I glance back over at ‘No-Nonsense Sue’ on the access track. She is bent over a car window. I can just see a young woman shouting at her, and then the driver pulls hard right and speeds at ninety degrees to the middle of the panel entirely ignoring us. Other cars break out of line and follow suit and in a second this insubordination has spread and maybe half of the hundred cars in the queue break out and drive off in every direction…something that reminds me of one of those starburst fireworks.
I turn back and see the most astonishing thing, Ron is aiming punches at the face of an old man in an ancient Morris Traveller who is using his forearms to shield his head. “Ron, Ron what you doing man?”
“Norfolk Boy to control. We have a problem. Could you stop all traffic at the gate until we sort this out? We have lost…” And that’s when Ron punched me on the chin and I fall to the ground like a felled tree. He leaps onto my body, places a knee ether side my torso, and then puts his hands around my neck. My denture plate has snapped with the punch and has fallen into the back of my throat. I’m choking but manage to grab Ron by his ears, fold my right leg and push off with that so we roll over and I spit my teeth out. Ron scrambles back on top of me so I kick off against the ground some more and we roll again. Cars and vans are treating us like a traffic island and driving to the left and right. Ron’s is screaming something about standards and trying to push his thumbs into my eyes.

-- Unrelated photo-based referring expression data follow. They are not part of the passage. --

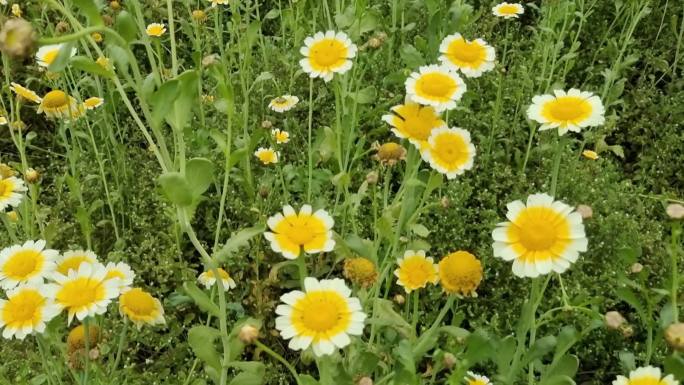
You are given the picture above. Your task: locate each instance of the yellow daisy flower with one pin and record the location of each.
(541, 236)
(326, 54)
(11, 192)
(436, 86)
(85, 292)
(122, 272)
(48, 53)
(309, 230)
(280, 136)
(476, 379)
(508, 10)
(208, 280)
(25, 92)
(266, 155)
(413, 122)
(460, 273)
(449, 151)
(472, 58)
(155, 29)
(647, 375)
(93, 102)
(567, 111)
(322, 316)
(141, 307)
(416, 270)
(589, 154)
(283, 103)
(27, 263)
(72, 260)
(26, 311)
(57, 104)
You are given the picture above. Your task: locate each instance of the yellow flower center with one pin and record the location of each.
(72, 263)
(508, 9)
(539, 229)
(321, 312)
(23, 308)
(416, 272)
(50, 56)
(450, 150)
(436, 85)
(460, 272)
(24, 264)
(81, 292)
(465, 52)
(138, 303)
(327, 53)
(55, 99)
(567, 108)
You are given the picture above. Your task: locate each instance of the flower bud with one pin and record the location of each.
(17, 38)
(674, 335)
(248, 334)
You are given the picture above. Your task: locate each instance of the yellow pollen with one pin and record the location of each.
(55, 99)
(23, 264)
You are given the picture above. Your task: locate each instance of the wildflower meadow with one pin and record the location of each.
(341, 192)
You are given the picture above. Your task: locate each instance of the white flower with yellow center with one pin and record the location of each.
(280, 136)
(508, 10)
(540, 236)
(309, 230)
(476, 379)
(208, 280)
(326, 54)
(58, 105)
(323, 316)
(85, 292)
(413, 122)
(567, 111)
(416, 270)
(283, 103)
(72, 260)
(25, 93)
(141, 307)
(11, 192)
(155, 29)
(93, 102)
(449, 151)
(436, 86)
(266, 155)
(27, 263)
(26, 311)
(48, 53)
(122, 272)
(472, 58)
(647, 375)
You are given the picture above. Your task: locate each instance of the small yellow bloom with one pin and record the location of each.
(280, 136)
(589, 154)
(155, 29)
(266, 155)
(460, 273)
(140, 307)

2 am. The whole site is empty apart from our cars and a couple of wind up, illumination towers. Stan and I are the only ones left on the site apart from Mark, the Supervisor Man who is down by the gate talking with the police about Ron. Our timesheets need signing before we head off so we wait.
I’m having some problems swallowing, there’s grazes on my back and head, and a black eye is coming out. I ache rather than hurt. Ron was pulled off me by Sue who then decked him with a head butt. I am grateful. I suspect his time in food and pharma process technology had not been without issue.

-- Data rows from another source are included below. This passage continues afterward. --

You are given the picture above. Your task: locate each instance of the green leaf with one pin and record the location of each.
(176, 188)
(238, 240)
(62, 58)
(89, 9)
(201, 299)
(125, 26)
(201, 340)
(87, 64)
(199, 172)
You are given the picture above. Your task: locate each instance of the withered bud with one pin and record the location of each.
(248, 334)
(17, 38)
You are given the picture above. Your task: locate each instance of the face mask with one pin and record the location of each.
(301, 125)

Stan’s day has been quiet over in disabled parking. No more than twelve cars all day and all very civilised and social. Drivers and passengers spread themselves out on the grass for picnics. Stan sat in, chatted and shared their sandwiches. Of course all the shouting and the sound of car horns and revving engines had drifted over on the wind but at his age, he felt it best to remain at his post.

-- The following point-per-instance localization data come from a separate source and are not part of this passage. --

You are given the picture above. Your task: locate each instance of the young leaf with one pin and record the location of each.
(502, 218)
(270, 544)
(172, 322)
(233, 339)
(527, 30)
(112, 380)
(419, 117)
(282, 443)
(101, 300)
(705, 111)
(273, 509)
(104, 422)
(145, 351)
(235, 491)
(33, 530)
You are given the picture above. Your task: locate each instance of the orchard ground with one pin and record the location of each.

“Me and my wife are having a crisis”. Their youngest daughter: a first-time mother at forty has just had a baby. “Septic, the wife wants to settle. Rent a flat somewhere near our daughter and help with the baby. I want to see the kid… of course I do, but don’t see myself in a pokey flat on an estate in Barking. I thought she would keep with me but seems this is it. So it’s going to be good friends and past good companions and I don’t know what else if anything. I’m flying off to Toronto tomorrow night. This game and bar work will fund my doings all the summer”.
I tell Stan I’m flying out to Samarkand in September and joining the Silk Road all the way back to Istanbul. Backpacking, trains, buses and cheap smelly hotels. “If the company has not been doing their criminal records check, I could be in for a bonus”.
Stan puts on his wistful philosophical face, this man could turn a watering can into an object lesson about life, and “Who would have known it Septic? Looking at two old buggers like us in our Hi-Viz, who would credit it? We are like modern day cowboys. Battered but undefeated. Riding till we drop. Yes, I’m telling you, we are modern-day cowboys…who park cars”.